Where it actually grows measured, from 2,030 observations

Condition 5th percentile Median 95th percentile
Coldest month, mean daily low -16.9 °C -11.1 °C -6.9 °C
Warmest month, mean daily high 18.9 °C 22.5 °C 24.3 °C
Annual rainfall 534 mm 671 mm 1,329 mm
Rainfall in the driest quarter 80 mm 107 mm 213 mm

It is found where winters are severely cold. This is not care advice and it is not a forecast. It is a measurement: we sampled the climate at every one of the 2,030 research-grade observations of Centaurea phrygia that carry a coordinate, and this is the range those places actually span. The 5th and 95th percentiles are used rather than the minimum and maximum, because a single cultivated specimen in a heated conservatory should not widen a tropical plant's range to the Arctic.

This is not a hardiness zone. A USDA zone is the average annual extreme minimum temperature. The figure above is the mean daily minimum of the coldest month, which is a different quantity and is typically far warmer. Reading one as the other would place a plant several zones too warm, so we do not publish a hardiness zone, because we do not have one. Climate from CHELSA V2.1 (Karger et al. 2017); occurrences from 10.15468/dl.cgje2x.

Also published as 57 synonyms

A synonym is not an error. It is a record of botanists disagreeing, in print, about where this plant belongs. Each of these was somebody’s considered answer.

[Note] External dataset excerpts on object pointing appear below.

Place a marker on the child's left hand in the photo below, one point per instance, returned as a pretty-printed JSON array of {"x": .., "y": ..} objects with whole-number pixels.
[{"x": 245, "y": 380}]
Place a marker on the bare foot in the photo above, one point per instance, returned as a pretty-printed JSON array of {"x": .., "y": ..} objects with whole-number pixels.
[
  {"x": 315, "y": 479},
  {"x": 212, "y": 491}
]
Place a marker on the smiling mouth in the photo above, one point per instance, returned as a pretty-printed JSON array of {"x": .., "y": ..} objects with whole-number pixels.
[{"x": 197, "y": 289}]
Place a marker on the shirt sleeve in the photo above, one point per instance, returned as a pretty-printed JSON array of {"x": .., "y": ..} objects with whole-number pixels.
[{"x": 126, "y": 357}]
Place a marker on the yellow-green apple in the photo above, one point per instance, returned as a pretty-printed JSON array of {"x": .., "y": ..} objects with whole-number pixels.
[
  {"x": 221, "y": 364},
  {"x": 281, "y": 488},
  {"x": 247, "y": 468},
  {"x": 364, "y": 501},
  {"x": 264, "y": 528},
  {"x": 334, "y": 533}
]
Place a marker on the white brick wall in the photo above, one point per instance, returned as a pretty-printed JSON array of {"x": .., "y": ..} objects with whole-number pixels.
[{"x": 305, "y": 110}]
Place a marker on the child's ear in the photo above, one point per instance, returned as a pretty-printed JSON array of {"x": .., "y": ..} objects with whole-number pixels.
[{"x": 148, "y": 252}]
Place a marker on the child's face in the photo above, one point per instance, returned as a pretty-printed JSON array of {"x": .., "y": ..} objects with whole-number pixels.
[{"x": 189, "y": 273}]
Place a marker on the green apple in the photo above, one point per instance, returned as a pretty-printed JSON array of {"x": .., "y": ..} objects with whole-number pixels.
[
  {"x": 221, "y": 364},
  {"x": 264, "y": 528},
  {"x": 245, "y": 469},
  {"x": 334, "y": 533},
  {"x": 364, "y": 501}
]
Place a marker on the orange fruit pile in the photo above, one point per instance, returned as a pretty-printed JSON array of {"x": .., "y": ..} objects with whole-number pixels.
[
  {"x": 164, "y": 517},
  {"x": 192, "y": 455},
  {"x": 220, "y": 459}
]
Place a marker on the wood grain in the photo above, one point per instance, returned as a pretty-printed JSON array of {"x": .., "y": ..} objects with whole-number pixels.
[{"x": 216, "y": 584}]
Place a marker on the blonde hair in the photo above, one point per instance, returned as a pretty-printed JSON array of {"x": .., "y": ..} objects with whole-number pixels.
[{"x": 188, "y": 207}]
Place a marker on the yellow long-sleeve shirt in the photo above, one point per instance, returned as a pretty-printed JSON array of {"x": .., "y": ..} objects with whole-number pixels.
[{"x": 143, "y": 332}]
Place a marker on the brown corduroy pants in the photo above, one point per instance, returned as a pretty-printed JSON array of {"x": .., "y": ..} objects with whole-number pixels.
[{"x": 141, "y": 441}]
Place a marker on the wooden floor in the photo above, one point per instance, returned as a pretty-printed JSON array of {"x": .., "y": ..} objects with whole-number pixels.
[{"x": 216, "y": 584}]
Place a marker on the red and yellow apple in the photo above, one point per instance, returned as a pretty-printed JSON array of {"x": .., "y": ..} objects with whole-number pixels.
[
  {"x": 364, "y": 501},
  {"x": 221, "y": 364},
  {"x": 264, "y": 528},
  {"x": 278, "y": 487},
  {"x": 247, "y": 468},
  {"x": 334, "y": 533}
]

  • Centaurea abbreviata (K.Koch) Hand.-Mazz.
  • Centaurea abnormis Czerep.
  • Centaurea alutacea Dobrocz.
  • Centaurea austriaca Willd.
  • Centaurea bosniaca Hayek
  • Centaurea bosniaca Murb
  • Centaurea bulgarica Urum. & J.Wagner
  • Centaurea carpatica (Porcius) Porcius
  • Centaurea cetia J.Wagner
  • Centaurea conglomerata C.A.Mey.
  • Centaurea elatior (Gaud.) Hayek
  • Centaurea indurata Janka
  • Centaurea jacea subsp. razgradiensis (Velen.) Stoj. & Acht.
  • Centaurea melanocalathia Borbás
  • Centaurea moesiaca Urum. & J.Wagner
  • Centaurea nigra subsp. salicifolia (Willd.) Nyman
  • Centaurea nigriceps Dobrocz.
  • Centaurea phrygia subsp. austriaca (Willd.) Gugler
  • Centaurea phrygia subsp. capitata (Koch) Arcang.
  • Centaurea phrygia subsp. nigriceps (Dobrocz.) Dostál
  • Centaurea phrygia subsp. pallida (Koch) Arcang.
  • Centaurea phrygia var. elatior Gaudin
  • Centaurea plumosa var. carpatica Porcius
  • Centaurea pseudophrygia C.A.Mey.

and 33 more.

Sourcesevery claim on this page

  1. World Flora Online Plant List. accepted name, authority, classification. CC0. Retrieved 2026-07-12.
  2. iNaturalist. photographs and flowering annotations, CC0 / CC BY / CC BY-SA only. per photograph. Retrieved 2026-06-27.
  3. Wikidata. common name (P1843), joined on the World Flora Online identifier (P7715). CC0. Retrieved 2026-07-13.
  4. Kew, World Checklist of Vascular Plants (WCVP v16). native distribution by TDWG level-3 botanical country, and life form. CC BY 3.0. Retrieved 2026-06-04.

We publish what we can source and we say so when we cannot. This page has no care advice and no toxicity claim, because we do not yet have those from a source we can cite.